Он знал: что сказал трагик по-французски и что ответил он сам. Знал, и все. Просто так. Как знают, что с похмелья хорош капустный рассол. Это все Рашеля, Княгиня заботливая. В такие минуты, когда пришедшее из ниоткуда знание вырывалось наружу, непроизвольно и естественно, Федор всегда чувствовал: вот она, Рашеля, стоит за левым плечом. Где бы ни была на самом деле — стоит. Помогает. Подарки дарит.

И за плечом правым, чуть поодаль, но все равно здесь — Друц.

Это они.

Спасибо.

И ничего в этом нет удивительного.

— Феодор! святая простота! Дай, я тебя облобызаю!

"А губы-то мокрые…" — Федор послушно терпел, думая о своем.

Если бы излияния трагика, всегда заканчивающиеся страстным желанием взять "друга Феодора" в ученики, хоть чуточку отличались разнообразием…

* * *

Вся дорога из холодного Кус-Кренделя в жаркий Крым, все эти дни, недели и месяцы, слиплись для Федора в один разноцветный ком. Будто горсть ирисок на солнцепеке. Весело гудел паровоз, колеса бранились друг с другом, подпрыгивая на стыках; строгий кондуктор заходил в вагон, спрашивал билеты и всегда улыбался, встречаясь взглядом с Княгиней.

Федора кондуктор и вовсе не замечал.

Поначалу было обидно, а после стерпелось как-то.

На нить дороги бусинами нанизывались города без названия. Вернее, Федор старался, старался и все не мог запомнить, где они остановились на сей раз. А может, ему не больно-то хотелось запоминать?.. может, и так. Размеренные, серые будни, укатанная колея из рождения в смерть вдруг обернулась случайным фейерверком, радугой брызг над ручьем — гостиницы, обеды в трактирах, высоченные дома, фонари, кареты, вывески, и люди, люди, люди…

Разные.

Раньше он никогда не понимал, что по земле ходит столько людей.

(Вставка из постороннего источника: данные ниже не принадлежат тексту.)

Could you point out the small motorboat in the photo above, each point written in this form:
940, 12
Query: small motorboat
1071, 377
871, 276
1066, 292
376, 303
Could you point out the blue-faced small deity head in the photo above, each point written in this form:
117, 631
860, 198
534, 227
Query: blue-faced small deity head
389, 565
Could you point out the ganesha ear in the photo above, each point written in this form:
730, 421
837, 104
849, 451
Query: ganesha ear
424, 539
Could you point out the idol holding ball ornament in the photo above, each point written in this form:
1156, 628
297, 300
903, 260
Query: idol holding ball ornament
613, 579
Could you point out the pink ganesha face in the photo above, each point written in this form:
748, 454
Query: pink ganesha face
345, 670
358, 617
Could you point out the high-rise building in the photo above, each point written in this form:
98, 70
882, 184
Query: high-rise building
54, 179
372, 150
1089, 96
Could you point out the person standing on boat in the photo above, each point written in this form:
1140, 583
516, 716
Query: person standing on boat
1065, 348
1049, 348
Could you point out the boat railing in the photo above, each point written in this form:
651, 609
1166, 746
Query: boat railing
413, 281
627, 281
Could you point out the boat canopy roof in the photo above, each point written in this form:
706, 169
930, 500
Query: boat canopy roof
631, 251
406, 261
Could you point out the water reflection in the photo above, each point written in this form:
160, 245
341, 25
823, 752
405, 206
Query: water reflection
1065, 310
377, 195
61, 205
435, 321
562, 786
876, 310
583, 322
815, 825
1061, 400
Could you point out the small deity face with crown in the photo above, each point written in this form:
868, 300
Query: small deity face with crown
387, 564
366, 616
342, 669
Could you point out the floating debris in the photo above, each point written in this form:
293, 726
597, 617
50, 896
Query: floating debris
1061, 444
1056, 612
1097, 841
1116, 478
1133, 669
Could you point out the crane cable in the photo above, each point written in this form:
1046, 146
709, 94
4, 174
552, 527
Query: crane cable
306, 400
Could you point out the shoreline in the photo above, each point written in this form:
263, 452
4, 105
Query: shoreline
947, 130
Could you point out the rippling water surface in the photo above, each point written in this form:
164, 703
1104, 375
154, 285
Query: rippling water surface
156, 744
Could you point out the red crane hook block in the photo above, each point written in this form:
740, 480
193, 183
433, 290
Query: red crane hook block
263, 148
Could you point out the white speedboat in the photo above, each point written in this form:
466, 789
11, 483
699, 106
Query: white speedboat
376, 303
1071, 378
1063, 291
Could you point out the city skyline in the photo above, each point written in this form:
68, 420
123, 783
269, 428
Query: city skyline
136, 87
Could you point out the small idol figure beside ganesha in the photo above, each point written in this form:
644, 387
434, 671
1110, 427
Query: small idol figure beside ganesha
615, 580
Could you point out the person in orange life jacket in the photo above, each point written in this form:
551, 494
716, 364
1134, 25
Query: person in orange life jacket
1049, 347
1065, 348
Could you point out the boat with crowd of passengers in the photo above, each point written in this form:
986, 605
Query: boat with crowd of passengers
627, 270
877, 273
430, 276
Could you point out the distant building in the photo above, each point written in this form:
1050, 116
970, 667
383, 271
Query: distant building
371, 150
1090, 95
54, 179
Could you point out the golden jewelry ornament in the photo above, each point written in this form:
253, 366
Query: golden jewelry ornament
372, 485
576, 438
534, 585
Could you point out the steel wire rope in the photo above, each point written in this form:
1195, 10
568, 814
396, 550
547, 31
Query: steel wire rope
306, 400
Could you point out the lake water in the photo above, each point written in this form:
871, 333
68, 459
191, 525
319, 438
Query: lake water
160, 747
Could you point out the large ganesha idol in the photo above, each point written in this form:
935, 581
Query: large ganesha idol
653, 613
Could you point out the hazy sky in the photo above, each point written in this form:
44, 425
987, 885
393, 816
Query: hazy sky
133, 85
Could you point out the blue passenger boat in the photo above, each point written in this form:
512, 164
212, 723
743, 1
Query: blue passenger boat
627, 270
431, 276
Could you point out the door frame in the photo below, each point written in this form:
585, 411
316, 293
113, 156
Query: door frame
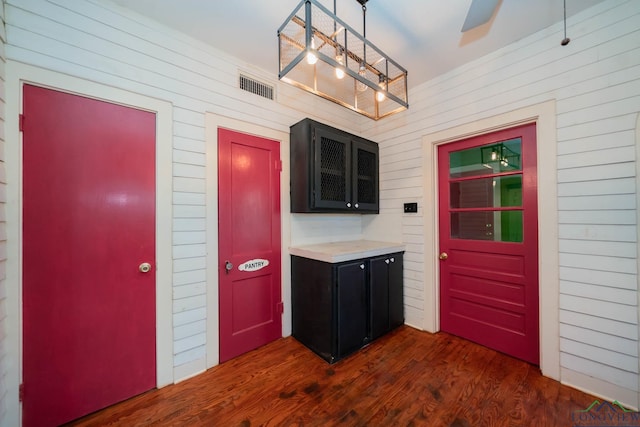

"Живем, как баре," — временами думал Федор, самодовольно ухмыляясь. Не курой безголовой по двору носимся — орлами парим. Куда там уряднику Кондратычу, куда Ермолай Прокофьичу, купчине тароватому; куда батюшке из Больших Барсуков! И в один малопрекрасный день вдруг понял: ничего подобного. Настоящие «баре» живут совсем иначе. Совсем-совсем иначе. Не ночуют во второсортных гостиницах, на кроватях с клопами, дыша едкой вонью персидского пороршка; не дивятся вывескам на особняках: "Сдается под свадьбы, балы и поминовенные обеды", не смотрят на газовые фонари, разинув рот. Знание, как обычно, явилось само, почти сразу за случайной искрой: "Я читаю?! Нет, я правда умею читать?!" — и парень почувствовал удивительное. Он, Федор Сохач — муравей перед горой этого знания, и быть муравью погребенным в горе, и стать со временем частью горы.

Стать горой.

Но муравей — где ты, живая козявка? ау! не откликнется боле…

Пожалуй, впору было испугаться. Но страх отсутствовал. Потому что, даже оставшись на время один, — нет, иначе: один на один с самим собой, новым! — Федор нутром чуял: Рашеля здесь. Пусть она велела вслух звать себя тетей Розой, или Розалией Самуиловной, а про Рашелю или уж тем паче Княгиню забыть и не вспоминать. Пусть она все чаще исчезает по своим малопонятным делам, пусть ничему не учит его, глупого Федюньшу; пусть отсылает его на целый день погулять по городу, щедро насыпав в карман мелочи — все равно она здесь.

Рядом.

За левым плечом.

Поддержит, ежели что.

Ведь усатые городовые тоже не замечали парня, вроде тех кондукторов.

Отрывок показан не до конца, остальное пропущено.